Lucie Brock Broido (May 22, 1956 – March 6, 2018)
If my own voice falters, tell them hubris was my way of adoring you.
The hollow of the hulk of you, so feverish in life, cut open,
Reveals ten thousand rags of music in your thoracic cavity.
The hands are received bagged and examination reveals no injury.
Winter then, the body is cold to the touch, unplunderable,
Kept in its drawer of old-world harrowing.
Teeth in fair repair.
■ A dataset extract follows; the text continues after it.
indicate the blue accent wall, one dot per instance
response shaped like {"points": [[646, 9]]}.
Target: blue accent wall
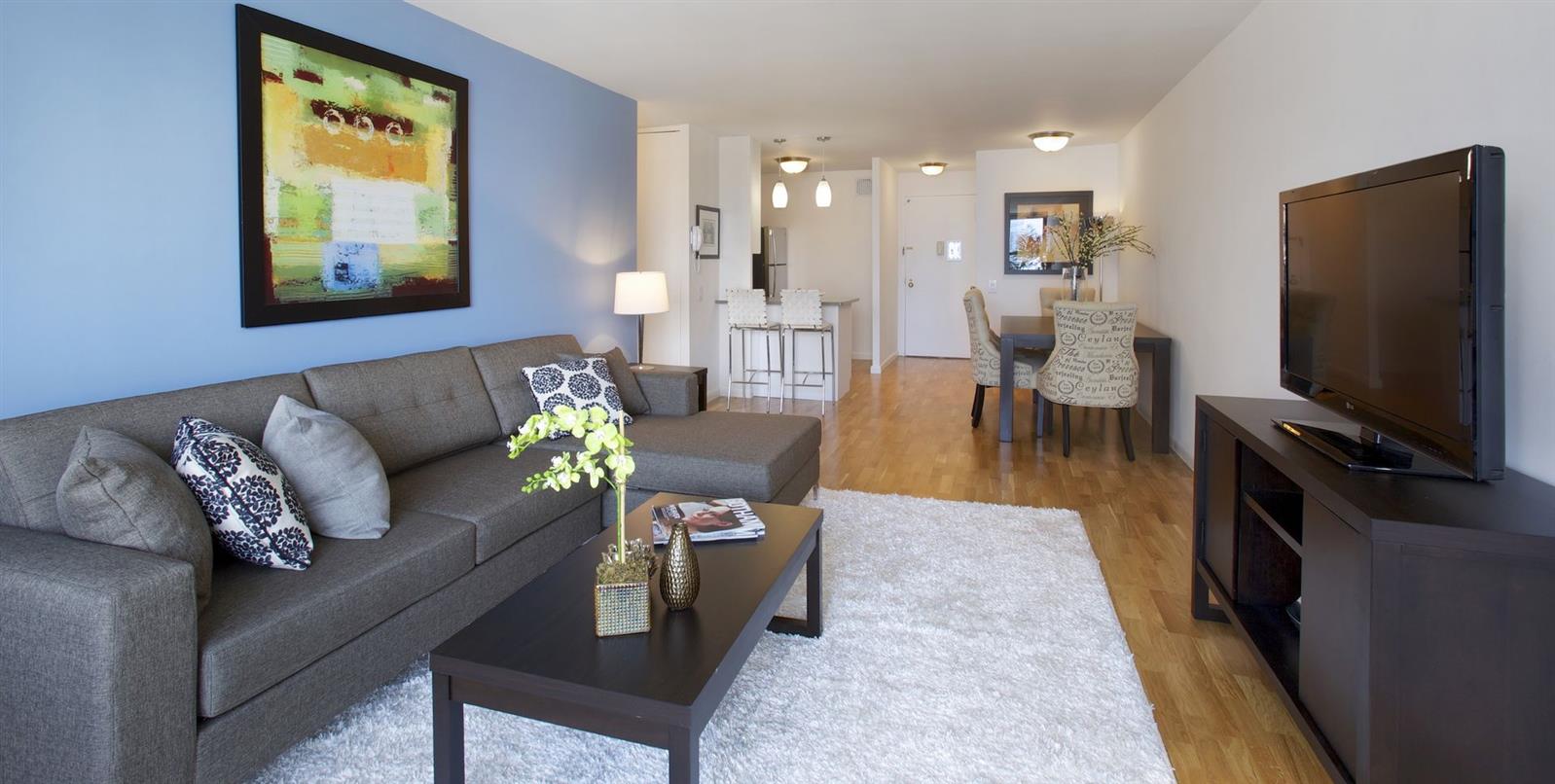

Will you be buried where; nowhere.
Your mouth a globe of gauze and glossolalia.
And opening, most delft of blue, Your heart was a mess—
A mob of hoofprints where the skittish colts first learned to stand,
Catching on to their agility, a shock of freedom, wild-maned.
The eyes have hazel irides and the conjunctivae are pale,
With hemorrhaging. One lung, smaller, congested with rose smoke.
The other, filled with a swarm of massive sentimentia. I adore you more.
The wingspan of your voice, whole gorgeous flock of harriers,
Cannot be taken down. You would like it now, this snow, this hour.
Your visitation here tonight not altogether unexpected.
The night-laborers, immigrants all, assemble here, aching for to speaking, Longing for to work.